Celebrated every 22 March since the United Nations declared it in 1992, World Water Day aims to raise awareness around water’s fundamental role in development. Promoting access to clean water, sanitation and hygiene is a central component of ChildFund’s ongoing work in developing countries.

In Maliana district, in the western part of Timor Leste, lack of access to clean water and sanitation is a typical concern expressed by communities. In a country where health services are often inadequate, and infant and child mortality rates are high, prevention of waterborne illnesses such as diarrhoea is key to improving children’s health.

ChildFund Timor Leste, working with its local partner Hamutuk, is undertaking a water, sanitation and hygiene project in Goulolo village, Maliana.

Before the water project commenced in Goulolo, diarrhoea was prevalent in half of all children under five years of age. Villagers typically had to walk between 1-3km to the nearest water source, a river, for their household and hygiene needs. Laundry and washing was done on the river bank, while water for cooking and household consumption was carried back in plastic containers, usually by children. The water wasn’t clean enough to drink, and needed to be boiled for children and families to avoid illness.
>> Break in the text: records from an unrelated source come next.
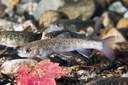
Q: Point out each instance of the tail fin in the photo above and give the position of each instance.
(107, 47)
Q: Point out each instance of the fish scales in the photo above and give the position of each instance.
(43, 48)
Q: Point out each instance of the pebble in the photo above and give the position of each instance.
(44, 5)
(122, 23)
(83, 9)
(117, 7)
(50, 16)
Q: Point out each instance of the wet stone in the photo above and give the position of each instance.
(82, 9)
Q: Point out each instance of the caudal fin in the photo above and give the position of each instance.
(107, 47)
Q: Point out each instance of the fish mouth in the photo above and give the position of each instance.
(22, 54)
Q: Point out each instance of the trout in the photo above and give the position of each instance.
(46, 47)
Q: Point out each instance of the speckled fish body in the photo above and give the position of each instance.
(70, 25)
(16, 38)
(64, 34)
(43, 48)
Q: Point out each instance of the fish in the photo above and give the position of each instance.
(16, 38)
(71, 25)
(46, 47)
(64, 34)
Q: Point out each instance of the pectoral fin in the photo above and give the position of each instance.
(85, 52)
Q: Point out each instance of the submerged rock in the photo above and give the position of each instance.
(50, 16)
(83, 9)
(47, 5)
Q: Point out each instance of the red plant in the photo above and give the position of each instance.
(44, 73)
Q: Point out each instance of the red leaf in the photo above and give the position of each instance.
(44, 73)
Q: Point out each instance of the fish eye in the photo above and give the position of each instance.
(28, 50)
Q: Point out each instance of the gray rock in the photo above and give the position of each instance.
(83, 9)
(47, 5)
(117, 7)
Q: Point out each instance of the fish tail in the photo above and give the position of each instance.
(107, 47)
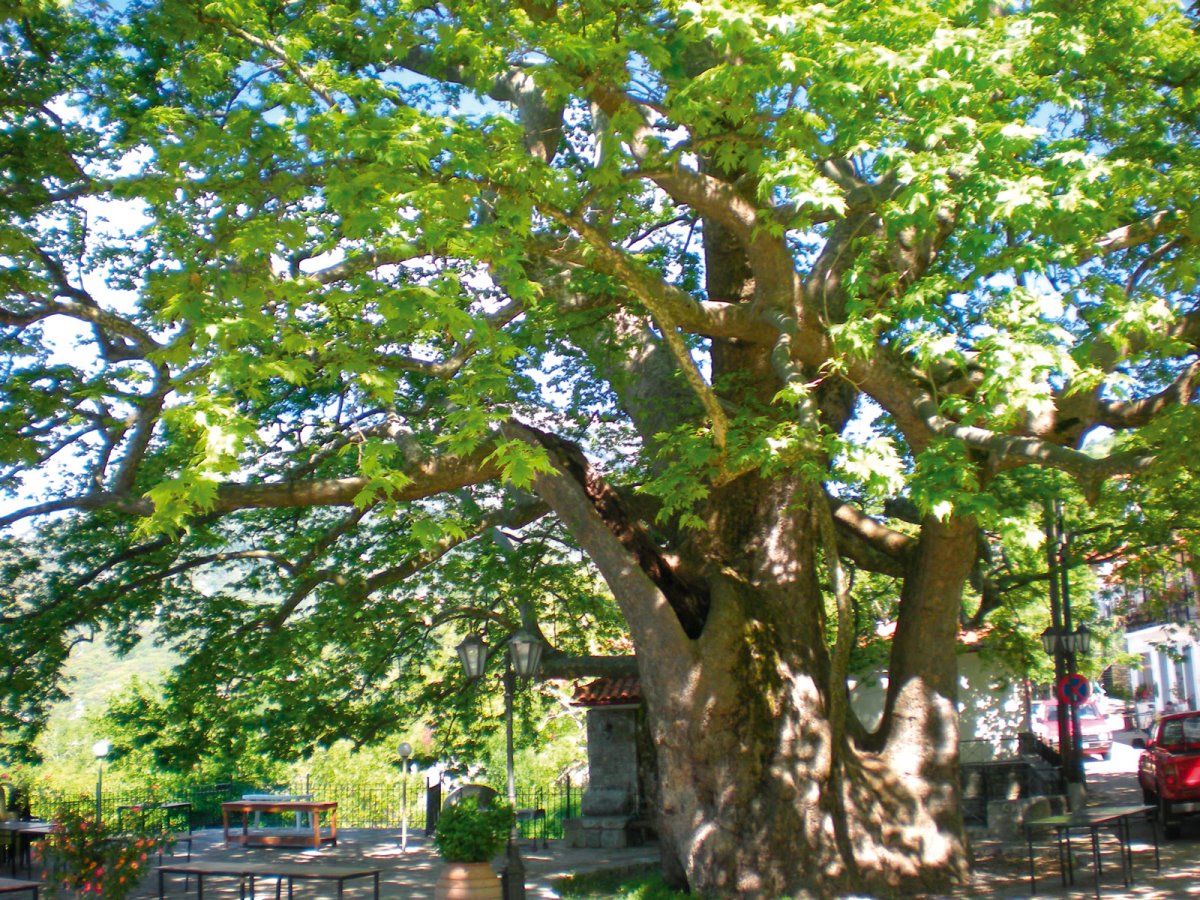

The project takes a two-pronged approach of improving water and sanitation facilities and providing health education. Three water wells, including areas for washing and laundry have already been constructed. The second phase of the project involves the construction of community sanitation facilities, as well as training parents and children in the community about diarrhoea prevention and hygiene practices.

Now, children and their family members no longer have to carry water so far, or carry their laundry to the river bank. Better still, the water is clean and can be drunk straight from the well.

Eight-year-old Angelina is happy to be able to drink fresh water without first having to fetch it and wait for her mother to boil it. She and her friends have also learned that washing their hands “will stop us from getting sick”.